A Bradford head teacher has resigned ahead of the publication of a damning inspection report of standards at his secondary school.

Tim Brookes has walked away from Hanson School in Swain House, after two and a half years in the job as education watchdog Ofsted put the school in the failing ‘special measures’ category.

Governors have re-appointed the school’s former deputy head teacher Alan Davis as executive head teacher from January.

The move follows extensive criticism by Ofsted of the school’s leaders and managers, including its governing body. Leaders at all levels lacked a clear vision for the school or a coherent plan to bring about improvement, the inspection report states.

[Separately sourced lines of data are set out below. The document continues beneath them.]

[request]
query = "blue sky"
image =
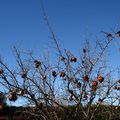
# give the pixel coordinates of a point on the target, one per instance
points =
(22, 24)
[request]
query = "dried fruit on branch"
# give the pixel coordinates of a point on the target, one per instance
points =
(1, 71)
(71, 92)
(62, 74)
(86, 78)
(12, 97)
(54, 73)
(37, 63)
(73, 59)
(100, 79)
(94, 83)
(21, 92)
(78, 84)
(24, 75)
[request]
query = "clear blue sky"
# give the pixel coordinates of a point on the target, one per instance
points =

Sue Williamson, the school’s chairman of governors, said: “After serving at Hanson School for more than nine years, two and a half of those as head teacher, Mr Brookes has decided to step down from his post.”

In the Ofsted report, which was published yesterday following a two-day visit to the school last month, inspectors said Hanson was struggling to meet targets, even in its specialism of maths, science and technology. Overall attainment continued to be well below average and achievement was inadequate, especially in English and maths, and boys from a white British heritage made the least progress.

The overall quality of teaching was not meeting the needs of the students and lacked the capacity to eradicate the legacy of underachievement. A lack of challenge, the slow pace, and poor behaviour that disrupts too many lessons, prevented the majority of students, who want to succeed, from making good progress.

In February, the Telegraph & Argus exclusively reported how a boy aged 12 and two aged 13 were arrested at the school after they armed themselves with weapons, while in June Mr Brookes and Carlton Bolling College head teacher Chris Robinson issued a joint statement to the T&A saying the schools were working together to identify students involved in fights outside of school.

Yesterday, Derek Needham, the school’s senior deputy head teacher, said: “We are working very hard to tackle the issues raised by the inspection team in the report. We have already brought about improvements at the school and we acknowledge more rapid improvements need to take place. We are hoping that the move to the new school will provide a fresh start for Hanson.”

The school is moving to new buildings as part of the £236 million second phase of Bradford Council’s Building Schools for the Future.

Lesley Hart, director of school improvement at school support services firm Education Bradford, said: “We have been working closely with the governing body for some time to secure a strong improvement plan for the school.”

The returning Mr Davis worked at the school in the early 1990s. He went on to be the executive head teacher of a federation of schools in Kirklees and is now a National Challenge Advisor.